Gravity makes a Lens

James Webb Space Telescope Update: As of 5 days ago the JWST is continuing to complete set up functions that will make it the b_ _ a_ _ telescope it is designed to be.

It is orbiting within L2 (Lagrange point 2), where a gravitational equilibrium exists, and its sunshield is deployed.

The next steps include letting JWST naturally cool down to a frigid 15-20 degrees Kelvin (-432.7 degrees Fahrenheit, -258 degrees Celsius) and collimating its 18 mirror segments. As frigid as 15 degrees K is, to be fully functional JWST needs its Mid-infrared Instrument (MIRI) to operate at 7 degrees K, so an active cryogenic (cooling) system will be used to maintain MIRI’s temperature.

Three of seven steps to align JWST’s mirrors have been completed, see the included photo from NASA. Funny thing about optics, and windows for that matter – they do not work well when iced up! To prevent the optical components from icing, NASA has installed heaters. JWST is a complex beast!

Don’t hold your breath, it will be several months before JWST begins its leg of humankind’s exploration of our early universe, exo-planets, and more.

We have huge telescopes on Earth and the JWST is the biggest in space, but gravity can make a lens bigger than our galaxy! So, why don’t we just use those lenses? Short answer is we do, but limitations exist based on the gravity producing mass and our ability to interpret the result.

Several scientists proposed the phenomenon of gravitational lensing, starting with Newton, although his predictions were half of what is seen. In 1912 Einstein made calculations regarding this phenomenon but did not publish.

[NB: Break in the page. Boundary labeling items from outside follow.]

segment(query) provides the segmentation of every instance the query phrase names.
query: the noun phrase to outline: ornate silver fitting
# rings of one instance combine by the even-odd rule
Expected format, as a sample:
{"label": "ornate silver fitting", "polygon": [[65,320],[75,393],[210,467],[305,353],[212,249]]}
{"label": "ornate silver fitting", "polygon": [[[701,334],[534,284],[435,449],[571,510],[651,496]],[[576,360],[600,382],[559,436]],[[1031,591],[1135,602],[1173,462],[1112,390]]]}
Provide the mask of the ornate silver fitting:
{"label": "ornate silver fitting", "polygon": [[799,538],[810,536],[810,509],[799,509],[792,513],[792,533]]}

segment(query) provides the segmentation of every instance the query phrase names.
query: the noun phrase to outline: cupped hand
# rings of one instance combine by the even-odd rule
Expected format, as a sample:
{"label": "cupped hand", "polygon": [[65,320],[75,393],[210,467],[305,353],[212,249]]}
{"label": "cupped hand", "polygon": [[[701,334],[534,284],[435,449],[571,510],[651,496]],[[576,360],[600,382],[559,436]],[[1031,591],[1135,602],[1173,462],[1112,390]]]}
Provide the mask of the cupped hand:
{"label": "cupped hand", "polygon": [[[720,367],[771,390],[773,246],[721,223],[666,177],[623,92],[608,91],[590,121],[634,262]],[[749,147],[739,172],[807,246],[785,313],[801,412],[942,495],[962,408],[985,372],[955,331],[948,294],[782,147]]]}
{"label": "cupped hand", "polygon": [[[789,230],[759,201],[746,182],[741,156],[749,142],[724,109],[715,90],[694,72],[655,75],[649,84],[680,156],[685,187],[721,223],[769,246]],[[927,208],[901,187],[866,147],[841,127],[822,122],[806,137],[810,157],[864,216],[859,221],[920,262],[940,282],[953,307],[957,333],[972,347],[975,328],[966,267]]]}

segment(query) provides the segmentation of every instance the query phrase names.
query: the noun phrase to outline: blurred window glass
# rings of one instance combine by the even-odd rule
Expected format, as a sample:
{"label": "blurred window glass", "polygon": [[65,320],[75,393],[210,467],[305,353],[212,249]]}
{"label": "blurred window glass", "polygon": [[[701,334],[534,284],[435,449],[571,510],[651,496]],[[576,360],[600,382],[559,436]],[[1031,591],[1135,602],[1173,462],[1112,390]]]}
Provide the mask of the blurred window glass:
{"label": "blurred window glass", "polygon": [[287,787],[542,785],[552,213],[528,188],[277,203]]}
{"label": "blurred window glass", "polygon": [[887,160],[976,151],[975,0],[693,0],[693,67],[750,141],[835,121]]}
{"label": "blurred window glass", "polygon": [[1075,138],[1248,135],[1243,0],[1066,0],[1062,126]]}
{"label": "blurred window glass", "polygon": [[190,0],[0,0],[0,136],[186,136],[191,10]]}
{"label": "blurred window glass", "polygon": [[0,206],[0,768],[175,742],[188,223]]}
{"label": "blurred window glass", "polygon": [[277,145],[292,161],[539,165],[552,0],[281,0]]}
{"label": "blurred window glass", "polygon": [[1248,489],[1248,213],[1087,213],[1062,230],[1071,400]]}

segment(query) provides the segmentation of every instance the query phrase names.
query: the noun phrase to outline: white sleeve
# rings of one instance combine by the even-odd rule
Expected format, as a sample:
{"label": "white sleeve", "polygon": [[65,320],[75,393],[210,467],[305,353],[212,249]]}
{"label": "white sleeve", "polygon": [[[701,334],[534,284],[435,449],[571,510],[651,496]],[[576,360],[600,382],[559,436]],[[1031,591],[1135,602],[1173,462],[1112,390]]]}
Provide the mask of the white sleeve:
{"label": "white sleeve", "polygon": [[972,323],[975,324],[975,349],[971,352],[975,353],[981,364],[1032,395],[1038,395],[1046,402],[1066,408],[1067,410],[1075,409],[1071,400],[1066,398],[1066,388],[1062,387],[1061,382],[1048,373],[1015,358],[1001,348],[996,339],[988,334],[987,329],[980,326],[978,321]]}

In 1924 Russian physicist Orest Khvolson published his work on the subject and in 1936 Frantisek Link published his study. Later in 1936 Einstein published his article, and in 1937 Fritz Zwicky also joined the fray promoting the concept of gravitational lensing.

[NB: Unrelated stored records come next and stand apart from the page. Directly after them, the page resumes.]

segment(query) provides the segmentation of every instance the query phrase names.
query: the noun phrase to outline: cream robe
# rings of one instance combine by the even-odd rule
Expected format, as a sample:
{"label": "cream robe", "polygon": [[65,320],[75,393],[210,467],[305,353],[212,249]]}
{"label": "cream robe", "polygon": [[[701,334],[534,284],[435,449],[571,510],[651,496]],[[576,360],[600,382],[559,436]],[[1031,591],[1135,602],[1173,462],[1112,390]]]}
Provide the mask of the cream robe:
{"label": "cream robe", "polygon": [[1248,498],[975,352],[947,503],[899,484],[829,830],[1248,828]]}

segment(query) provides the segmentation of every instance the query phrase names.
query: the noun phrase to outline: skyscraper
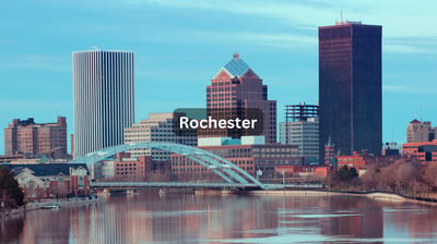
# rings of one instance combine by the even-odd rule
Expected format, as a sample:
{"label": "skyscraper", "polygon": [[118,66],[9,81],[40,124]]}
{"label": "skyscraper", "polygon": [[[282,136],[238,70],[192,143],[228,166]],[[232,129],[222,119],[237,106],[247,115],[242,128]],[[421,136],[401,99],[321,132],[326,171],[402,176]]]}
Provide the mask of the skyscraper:
{"label": "skyscraper", "polygon": [[[276,143],[276,101],[268,100],[268,87],[262,80],[250,69],[240,54],[235,52],[233,59],[223,66],[211,80],[206,87],[206,108],[210,111],[221,110],[221,113],[238,113],[247,109],[259,109],[263,114],[263,133],[265,143]],[[238,131],[234,134],[220,135],[221,137],[239,137]],[[199,137],[211,137],[199,134]]]}
{"label": "skyscraper", "polygon": [[133,52],[73,52],[74,158],[123,143],[134,122]]}
{"label": "skyscraper", "polygon": [[320,155],[329,136],[341,155],[381,151],[381,30],[358,22],[319,27]]}

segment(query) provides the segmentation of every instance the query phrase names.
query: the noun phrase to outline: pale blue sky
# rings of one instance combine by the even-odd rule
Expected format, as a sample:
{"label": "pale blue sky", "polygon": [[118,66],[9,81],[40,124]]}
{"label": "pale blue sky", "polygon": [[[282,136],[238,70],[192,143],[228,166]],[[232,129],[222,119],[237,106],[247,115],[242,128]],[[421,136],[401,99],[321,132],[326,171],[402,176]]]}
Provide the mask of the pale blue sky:
{"label": "pale blue sky", "polygon": [[[2,1],[0,126],[13,118],[56,121],[73,132],[71,52],[135,52],[137,121],[204,107],[205,86],[237,49],[284,105],[318,100],[317,27],[343,20],[382,25],[383,141],[406,124],[437,125],[435,1]],[[0,154],[4,152],[3,130]]]}

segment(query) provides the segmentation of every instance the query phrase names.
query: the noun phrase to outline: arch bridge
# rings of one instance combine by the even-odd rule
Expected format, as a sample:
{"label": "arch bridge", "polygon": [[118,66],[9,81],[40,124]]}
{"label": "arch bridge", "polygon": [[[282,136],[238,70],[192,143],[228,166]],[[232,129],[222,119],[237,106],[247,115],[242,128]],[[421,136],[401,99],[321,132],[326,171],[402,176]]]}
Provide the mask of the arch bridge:
{"label": "arch bridge", "polygon": [[[252,187],[253,185],[256,185],[263,190],[267,188],[264,184],[259,182],[248,172],[244,171],[239,167],[235,166],[231,161],[217,155],[214,155],[206,150],[199,149],[197,147],[191,147],[181,144],[174,144],[174,143],[151,142],[151,143],[122,144],[90,152],[85,156],[72,160],[70,163],[86,163],[86,166],[90,167],[95,162],[104,160],[105,158],[114,156],[118,152],[137,148],[154,148],[185,156],[196,161],[197,163],[206,167],[212,172],[216,173],[218,176],[221,176],[224,181],[227,182],[225,184],[228,186]],[[177,184],[177,182],[174,182],[174,184]],[[184,185],[184,183],[181,183],[181,185]],[[224,184],[222,183],[222,185]]]}

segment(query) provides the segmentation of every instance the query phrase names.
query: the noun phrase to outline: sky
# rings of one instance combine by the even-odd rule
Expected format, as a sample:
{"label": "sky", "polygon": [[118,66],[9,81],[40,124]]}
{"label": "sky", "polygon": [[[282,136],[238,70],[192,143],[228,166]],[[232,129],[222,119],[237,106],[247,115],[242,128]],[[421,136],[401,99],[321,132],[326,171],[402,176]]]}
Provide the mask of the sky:
{"label": "sky", "polygon": [[[0,126],[67,117],[73,133],[72,51],[135,53],[135,121],[205,107],[205,89],[237,50],[284,106],[318,101],[318,26],[382,25],[382,141],[437,125],[437,2],[403,0],[106,0],[0,3]],[[342,13],[342,14],[341,14]],[[0,130],[0,155],[4,154]]]}

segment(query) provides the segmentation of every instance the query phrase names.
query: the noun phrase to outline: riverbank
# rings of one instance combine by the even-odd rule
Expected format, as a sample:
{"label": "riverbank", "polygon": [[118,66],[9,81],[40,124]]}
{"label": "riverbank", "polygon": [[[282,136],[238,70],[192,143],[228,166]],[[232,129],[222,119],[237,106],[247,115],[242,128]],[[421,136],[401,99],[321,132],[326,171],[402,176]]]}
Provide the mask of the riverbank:
{"label": "riverbank", "polygon": [[9,216],[24,215],[26,211],[42,209],[44,206],[59,206],[59,207],[72,207],[81,205],[93,205],[104,203],[105,198],[88,198],[88,197],[76,197],[76,198],[60,198],[60,199],[42,199],[40,202],[32,202],[26,205],[11,210],[4,210],[0,212],[0,218],[7,218]]}
{"label": "riverbank", "polygon": [[415,199],[406,196],[402,196],[397,193],[385,193],[385,192],[330,192],[330,191],[317,191],[317,190],[286,190],[286,191],[253,191],[249,195],[265,195],[265,196],[362,196],[378,200],[400,202],[400,203],[414,203],[424,204],[429,206],[437,206],[436,202],[430,202],[428,198]]}

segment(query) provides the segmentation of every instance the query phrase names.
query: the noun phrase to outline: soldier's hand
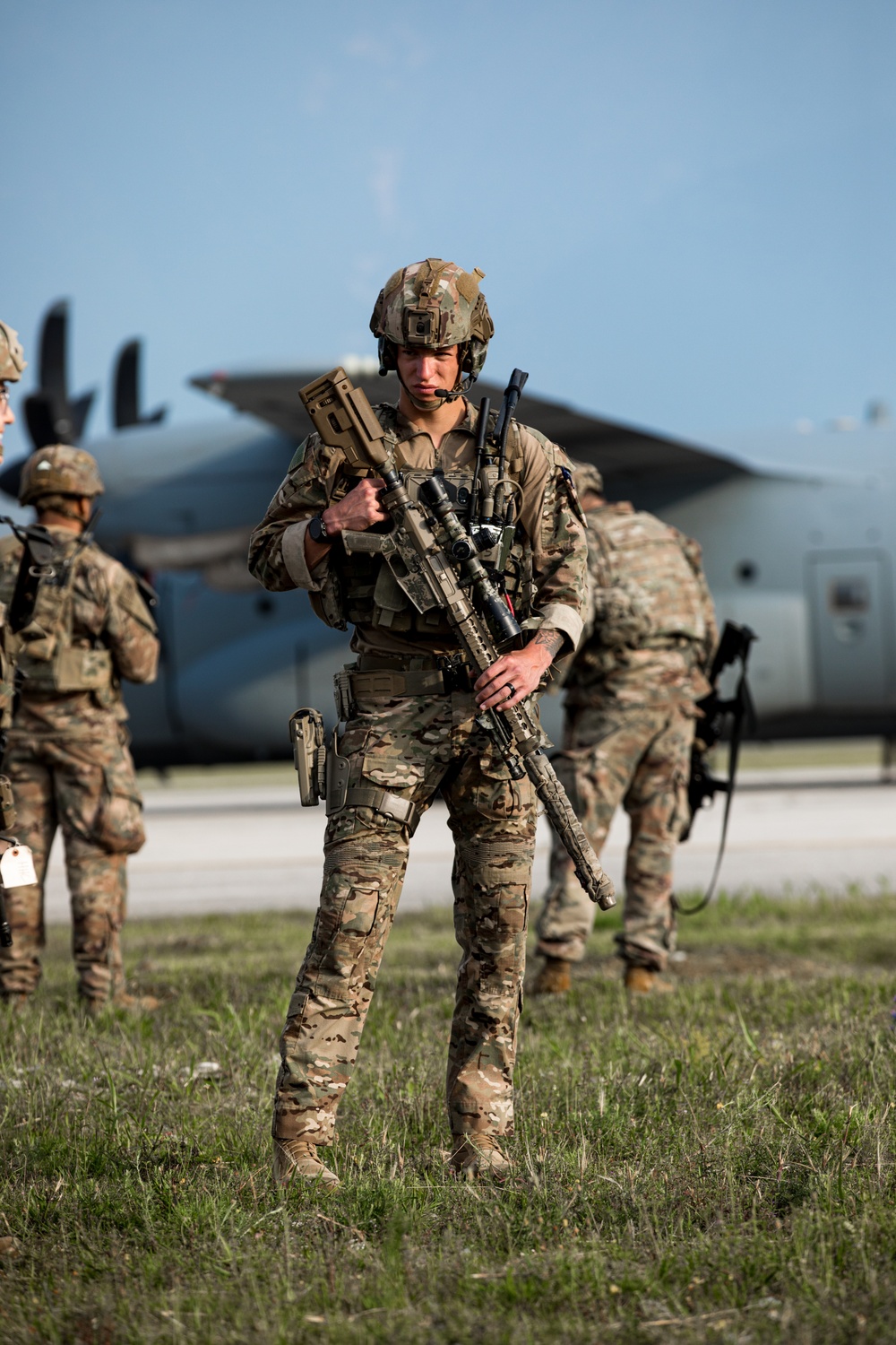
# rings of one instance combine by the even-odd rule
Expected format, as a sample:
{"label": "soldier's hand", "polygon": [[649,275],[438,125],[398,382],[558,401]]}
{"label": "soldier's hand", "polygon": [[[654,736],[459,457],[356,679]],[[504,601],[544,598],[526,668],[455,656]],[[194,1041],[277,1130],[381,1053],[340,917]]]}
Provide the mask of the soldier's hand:
{"label": "soldier's hand", "polygon": [[481,710],[509,710],[519,705],[536,690],[562,644],[559,631],[540,631],[524,650],[502,654],[477,678],[476,703]]}
{"label": "soldier's hand", "polygon": [[383,523],[388,514],[380,502],[386,482],[380,476],[365,476],[353,486],[348,495],[324,510],[322,519],[326,535],[337,533],[364,533],[373,523]]}

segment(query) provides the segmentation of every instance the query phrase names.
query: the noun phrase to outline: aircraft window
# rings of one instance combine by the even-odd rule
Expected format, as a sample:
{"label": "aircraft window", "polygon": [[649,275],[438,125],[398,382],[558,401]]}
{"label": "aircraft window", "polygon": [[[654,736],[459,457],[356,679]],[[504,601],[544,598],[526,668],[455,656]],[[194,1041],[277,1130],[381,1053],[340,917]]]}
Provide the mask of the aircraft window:
{"label": "aircraft window", "polygon": [[846,612],[866,612],[870,607],[868,580],[858,577],[832,580],[827,585],[827,608],[840,615]]}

Gravitational lensing can be thought of as an extension of Einstein’s relativity theory, where his calculations predicted the bending of light as it passed by a massive object, like the Sun. This was supported by data from the total solar eclipse of 1919. A star’s apparent position was different from its known position due to the Sun’s mass (gravity) deflecting its light path.

On a much, much larger scale, a large galaxy or cluster of galaxies that are in front of an object can bend its light around, so it is revealed. What a trick! But the revealed object is distorted based on the galaxy’s or galaxy cluster’s mass and symmetry. And unlike corrected optical lenses, gravity lenses do not have a focus point because the effect drops off as distance from the center of mass increases. The images are stretched, curved, and often incomplete. Sometimes they from a ring of images, called an Einstein Ring.

What’s in the Sky?

March 8; 8 pm; southwest: A waxing crescent Moon is between red giant Aldebaran (Taurus) and the Pleiades.